UW-Milwaukee Smoking Ban on Campus in the Works

The UW-Milwaukee Physical Environment Committee will be forming a sub-committee to update the campus smoking policy to fully ban smoking on campus property, according to David Heathcote, chair of the Physical Environment Committee.

David Heathcote speaks to the Senate Faculty.

“The Student Association has really been the driving force behind the smoking ban,” said UWM Chancellor Mark Mone.

 

On Nov. 19, 2017, the Student Association Senate voted in support of legislation that bans tobacco use on campus.

“SA would like to see a tobacco free campus policy take effect by Sept. 4, 2018,” the legislation says. “[SA] recommends UWM form an ad-hoc working committee (…) to determine the feasibility, reach, and details of the policy.”

Other Wisconsin schools such as Marquette, UW-Stout, UW-Eau Claire, UW-Stevens Point, and MATC have enacted smoking bans on campus. UW-Milwaukee would be the second largest school (by enrollment) in Wisconsin to enact a smoking ban.

Chancellor Mone watches as David Heathcote presents.

In line with Wisconsin state law, UWM already does not allow smoking in any university building. The current policy also prohibits smoking within 25 feet of all building.

Riley Ancil, former Helen Bader School of Social Welfare SA senator, says that this idea started as a smoking ban to prevent second-hand smoke but moved into a tobacco free movement.

“We have applied for grants to become a tobacco-free campus, and I think it puts our campus ahead of others in regard to promoting overall health and well-being of our students,” Ancil said.

According to the Center for Disease Control and Prevention website, “cigarette smoking is responsible for more than 480,000 deaths per year in the United States, including more than 41,000 deaths resulting from secondhand smoke exposure.”

The number of cigarette related deaths in the United States is equivalent to about 1,300 people dying everyday, according to the CDC website.

“Ethically, it’s not even a gray area,” says UWM student and self-identified smoker Ted Sanders. “From the standpoint of rights, it makes no sense, seeing as it is an autonomous choice I make, that doesn’t really infringe on the rights or needs of others.”

Ancil says that there are many places right off campus that tobacco products could still be used.

This update in policy would not affect city property such as surrounding sidewalks.

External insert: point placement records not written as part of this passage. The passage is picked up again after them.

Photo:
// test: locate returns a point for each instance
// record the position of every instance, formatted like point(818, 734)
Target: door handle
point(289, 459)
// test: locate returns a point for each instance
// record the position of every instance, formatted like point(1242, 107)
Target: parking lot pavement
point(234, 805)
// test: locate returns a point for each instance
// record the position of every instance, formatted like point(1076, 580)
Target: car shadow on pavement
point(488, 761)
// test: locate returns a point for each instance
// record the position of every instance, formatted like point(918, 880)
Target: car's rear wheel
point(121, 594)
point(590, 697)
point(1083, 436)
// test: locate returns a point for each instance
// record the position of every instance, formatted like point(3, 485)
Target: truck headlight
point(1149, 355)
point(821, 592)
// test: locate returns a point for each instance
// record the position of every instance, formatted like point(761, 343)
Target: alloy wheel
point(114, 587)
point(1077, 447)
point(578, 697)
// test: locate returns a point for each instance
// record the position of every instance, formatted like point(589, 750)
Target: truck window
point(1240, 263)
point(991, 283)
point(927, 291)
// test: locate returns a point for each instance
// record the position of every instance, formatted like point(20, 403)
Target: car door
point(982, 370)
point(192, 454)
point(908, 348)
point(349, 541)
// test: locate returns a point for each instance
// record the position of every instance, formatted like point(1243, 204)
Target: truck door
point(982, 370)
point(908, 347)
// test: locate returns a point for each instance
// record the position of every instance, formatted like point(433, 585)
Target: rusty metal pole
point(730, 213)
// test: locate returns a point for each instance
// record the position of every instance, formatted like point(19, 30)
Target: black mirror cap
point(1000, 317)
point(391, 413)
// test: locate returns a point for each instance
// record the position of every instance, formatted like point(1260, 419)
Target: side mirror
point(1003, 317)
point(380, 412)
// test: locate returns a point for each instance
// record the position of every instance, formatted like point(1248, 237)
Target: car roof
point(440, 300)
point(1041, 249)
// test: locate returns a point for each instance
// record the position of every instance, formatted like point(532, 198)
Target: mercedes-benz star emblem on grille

In the most recent UWM Physical Environment Committee meeting minutes (Feb. 21,) it is said that, “legal is still reviewing the revised [smoking] policy.”

It is not clear how this policy will be enforced, but this is something that SA and the P.E.C. say they will work on in this sub-committee.

“It’s like you don’t speed because it’s the law,” Heathcote said during the faculty senate meeting, “bad analogy.”